NOVE successfully represented a client at Supreme Court in a court action concerning acknowledgement of obligation

Arsi Pavelts, attorney-at-law and partner of NOVE, successfully represented a client at the Supreme Court in a court action concerning acknowledgement of obligation. The judgement has symbolic significance, for the whole Civil Chamber of the Supreme Court substantially developed the acknowledgement of obligation regulation. The complexity and gravity of the action is confirmed by the fact that the same case was being resolved at the Supreme Court for the third time already.

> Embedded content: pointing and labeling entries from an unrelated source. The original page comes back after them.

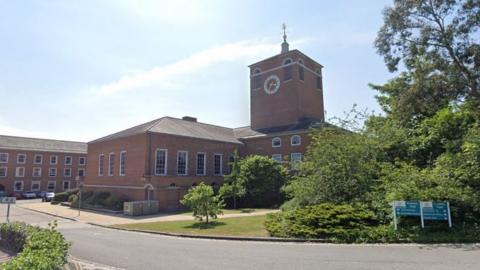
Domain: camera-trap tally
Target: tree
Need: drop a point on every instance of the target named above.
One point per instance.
(263, 178)
(339, 167)
(203, 202)
(234, 186)
(437, 43)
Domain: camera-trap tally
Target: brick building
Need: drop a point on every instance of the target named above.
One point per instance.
(161, 159)
(29, 164)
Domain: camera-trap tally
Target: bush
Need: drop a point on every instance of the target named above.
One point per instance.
(322, 221)
(40, 249)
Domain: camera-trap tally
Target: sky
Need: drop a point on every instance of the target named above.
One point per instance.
(80, 70)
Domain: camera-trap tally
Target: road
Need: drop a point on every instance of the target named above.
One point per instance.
(131, 250)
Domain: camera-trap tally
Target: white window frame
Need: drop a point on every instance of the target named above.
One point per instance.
(50, 170)
(274, 139)
(275, 156)
(122, 163)
(54, 185)
(71, 160)
(101, 164)
(63, 185)
(221, 164)
(4, 155)
(204, 164)
(56, 160)
(65, 170)
(15, 185)
(6, 171)
(24, 159)
(35, 182)
(165, 163)
(111, 163)
(35, 159)
(299, 140)
(39, 171)
(17, 174)
(186, 161)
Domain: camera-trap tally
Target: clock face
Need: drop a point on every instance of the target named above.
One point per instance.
(271, 85)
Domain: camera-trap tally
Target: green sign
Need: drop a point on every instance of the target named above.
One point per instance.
(407, 208)
(435, 210)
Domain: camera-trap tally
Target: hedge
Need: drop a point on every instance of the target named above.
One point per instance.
(39, 249)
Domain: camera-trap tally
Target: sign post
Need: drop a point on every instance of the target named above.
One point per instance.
(8, 201)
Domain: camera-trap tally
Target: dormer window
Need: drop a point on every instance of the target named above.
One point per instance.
(287, 69)
(276, 142)
(256, 79)
(295, 140)
(301, 71)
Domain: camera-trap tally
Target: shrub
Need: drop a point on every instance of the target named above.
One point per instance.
(40, 249)
(342, 222)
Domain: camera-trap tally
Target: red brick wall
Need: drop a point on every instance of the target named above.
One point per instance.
(8, 182)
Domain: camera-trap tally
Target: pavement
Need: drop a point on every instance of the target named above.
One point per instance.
(106, 219)
(115, 249)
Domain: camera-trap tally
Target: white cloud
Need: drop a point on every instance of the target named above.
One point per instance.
(167, 75)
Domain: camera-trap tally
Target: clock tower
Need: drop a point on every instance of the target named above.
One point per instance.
(286, 89)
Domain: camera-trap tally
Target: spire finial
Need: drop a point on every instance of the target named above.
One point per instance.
(285, 43)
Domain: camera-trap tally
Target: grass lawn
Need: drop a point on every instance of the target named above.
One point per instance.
(234, 211)
(237, 226)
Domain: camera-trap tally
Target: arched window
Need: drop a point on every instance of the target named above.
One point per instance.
(287, 69)
(276, 142)
(301, 72)
(295, 140)
(256, 79)
(318, 78)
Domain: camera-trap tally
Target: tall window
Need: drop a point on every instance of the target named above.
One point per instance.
(21, 158)
(123, 162)
(20, 172)
(201, 164)
(37, 159)
(53, 160)
(52, 172)
(3, 171)
(68, 160)
(295, 140)
(319, 79)
(3, 157)
(256, 79)
(217, 164)
(287, 70)
(35, 186)
(276, 142)
(111, 164)
(101, 162)
(301, 72)
(18, 186)
(67, 172)
(37, 172)
(51, 185)
(182, 164)
(161, 162)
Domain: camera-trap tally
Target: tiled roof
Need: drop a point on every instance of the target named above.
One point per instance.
(44, 145)
(179, 127)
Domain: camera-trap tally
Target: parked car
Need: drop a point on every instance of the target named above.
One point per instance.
(29, 195)
(48, 197)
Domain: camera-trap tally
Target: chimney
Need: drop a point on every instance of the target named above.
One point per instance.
(189, 118)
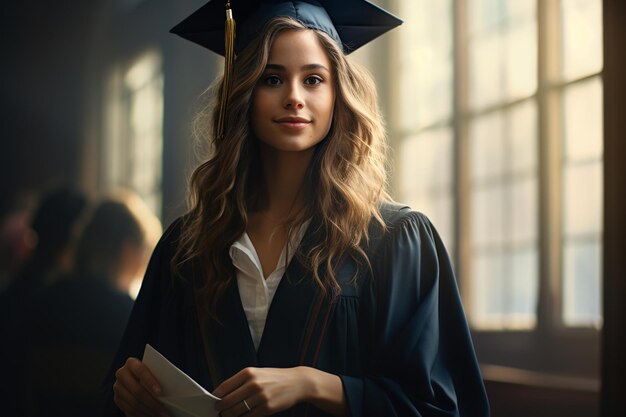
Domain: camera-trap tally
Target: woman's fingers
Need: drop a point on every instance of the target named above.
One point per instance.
(144, 376)
(124, 401)
(135, 389)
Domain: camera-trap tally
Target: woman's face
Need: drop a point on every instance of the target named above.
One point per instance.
(292, 105)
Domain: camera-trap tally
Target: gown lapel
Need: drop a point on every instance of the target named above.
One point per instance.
(229, 345)
(293, 313)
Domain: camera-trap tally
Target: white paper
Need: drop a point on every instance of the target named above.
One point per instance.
(182, 396)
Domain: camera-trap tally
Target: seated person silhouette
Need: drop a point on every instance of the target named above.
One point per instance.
(82, 317)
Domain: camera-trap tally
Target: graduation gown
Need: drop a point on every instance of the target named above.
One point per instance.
(398, 338)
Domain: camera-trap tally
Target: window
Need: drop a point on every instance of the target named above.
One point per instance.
(499, 137)
(132, 149)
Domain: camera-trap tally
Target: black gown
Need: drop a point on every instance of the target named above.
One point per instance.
(398, 339)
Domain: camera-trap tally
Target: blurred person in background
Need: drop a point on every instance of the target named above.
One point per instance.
(17, 241)
(53, 226)
(81, 318)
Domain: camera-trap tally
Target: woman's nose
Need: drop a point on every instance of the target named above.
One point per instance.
(294, 97)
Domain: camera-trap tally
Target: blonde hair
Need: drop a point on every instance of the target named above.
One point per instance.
(347, 173)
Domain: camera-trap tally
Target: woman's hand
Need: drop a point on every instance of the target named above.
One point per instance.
(257, 392)
(135, 390)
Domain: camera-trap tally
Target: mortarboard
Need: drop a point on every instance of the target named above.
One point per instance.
(351, 23)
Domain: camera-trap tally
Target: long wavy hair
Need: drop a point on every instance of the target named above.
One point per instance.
(345, 182)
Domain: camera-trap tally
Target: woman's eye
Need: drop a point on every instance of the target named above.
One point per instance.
(272, 80)
(314, 80)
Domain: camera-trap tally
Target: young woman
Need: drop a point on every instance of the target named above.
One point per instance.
(293, 286)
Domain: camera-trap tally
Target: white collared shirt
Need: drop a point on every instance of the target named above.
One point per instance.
(255, 291)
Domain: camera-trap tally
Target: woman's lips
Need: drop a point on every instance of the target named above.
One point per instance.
(293, 122)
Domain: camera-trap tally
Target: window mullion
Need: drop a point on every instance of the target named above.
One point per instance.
(550, 164)
(462, 175)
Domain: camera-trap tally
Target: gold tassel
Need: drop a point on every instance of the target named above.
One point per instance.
(229, 55)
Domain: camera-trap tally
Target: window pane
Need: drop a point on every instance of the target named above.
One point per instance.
(426, 161)
(582, 203)
(504, 217)
(488, 216)
(502, 51)
(522, 298)
(522, 206)
(426, 178)
(425, 72)
(581, 286)
(582, 37)
(583, 120)
(486, 291)
(523, 138)
(486, 71)
(487, 146)
(521, 60)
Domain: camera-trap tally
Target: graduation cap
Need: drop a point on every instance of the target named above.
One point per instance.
(351, 23)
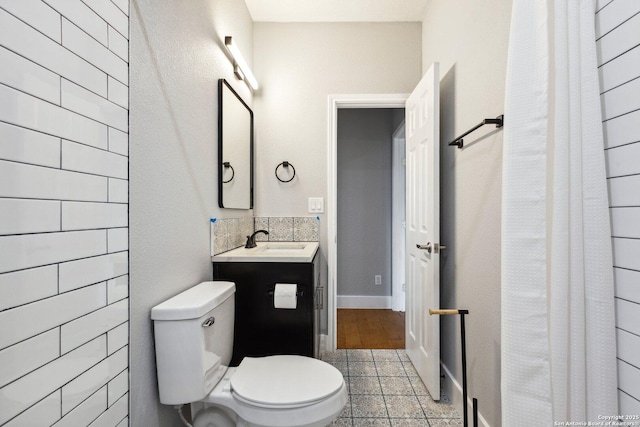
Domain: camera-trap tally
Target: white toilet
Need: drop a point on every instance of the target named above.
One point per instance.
(194, 342)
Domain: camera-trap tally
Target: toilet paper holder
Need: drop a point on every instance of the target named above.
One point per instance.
(299, 292)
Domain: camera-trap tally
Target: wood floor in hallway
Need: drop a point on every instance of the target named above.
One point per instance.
(370, 329)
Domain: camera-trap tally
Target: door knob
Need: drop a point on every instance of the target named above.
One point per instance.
(426, 247)
(436, 247)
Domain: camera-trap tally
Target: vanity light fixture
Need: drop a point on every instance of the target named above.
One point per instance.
(241, 68)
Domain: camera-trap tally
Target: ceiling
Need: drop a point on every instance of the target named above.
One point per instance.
(336, 10)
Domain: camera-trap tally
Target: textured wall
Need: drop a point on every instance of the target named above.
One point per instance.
(178, 55)
(64, 280)
(299, 65)
(470, 40)
(618, 44)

The action focused on the question, what meaning does written acknowledgement of an obligation by an obligor have to an obligee. Does the obligor have the opportunity to become exempt from an obligation later, regardless of the acknowledgement of obligation, and under which conditions? The Supreme Court explained that, in order to be exempt from obligations, the obligor has to prove that the obligation acknowledged does not actually exist. Thereat, the obligor cannot make these objections regarding an acknowledged obligation, the existence of which the obligor was aware or had to be aware during the acknowledgement of obligation. This means that if the obligor knew or had to know that the obligation acknowledged does not exist or that he or she has the right to refuse payment of the obligation (e.g., there is no fundamental breach of contract), the obligor cannot be exempt from performing his or her obligation. It is a supplement to the pacta sunt servanda principle. The Supreme Court noted that the meaning of acknowledgement of obligation depends on the circumstances of every single case. Thereat, the wording, reason for submitting and purpose of the acknowledgement of obligation play a central role.

Attorney-at-law Arsi Pavelts is the co-author of Law of Obligations Act I. Executive Edition (Võlaõigusseadus I. Kommenteeritud väljaanne, Juura 2016) and has compiled comments to the acknowledgement of obligation regulation (§ 30 of the Law of Obligations Act).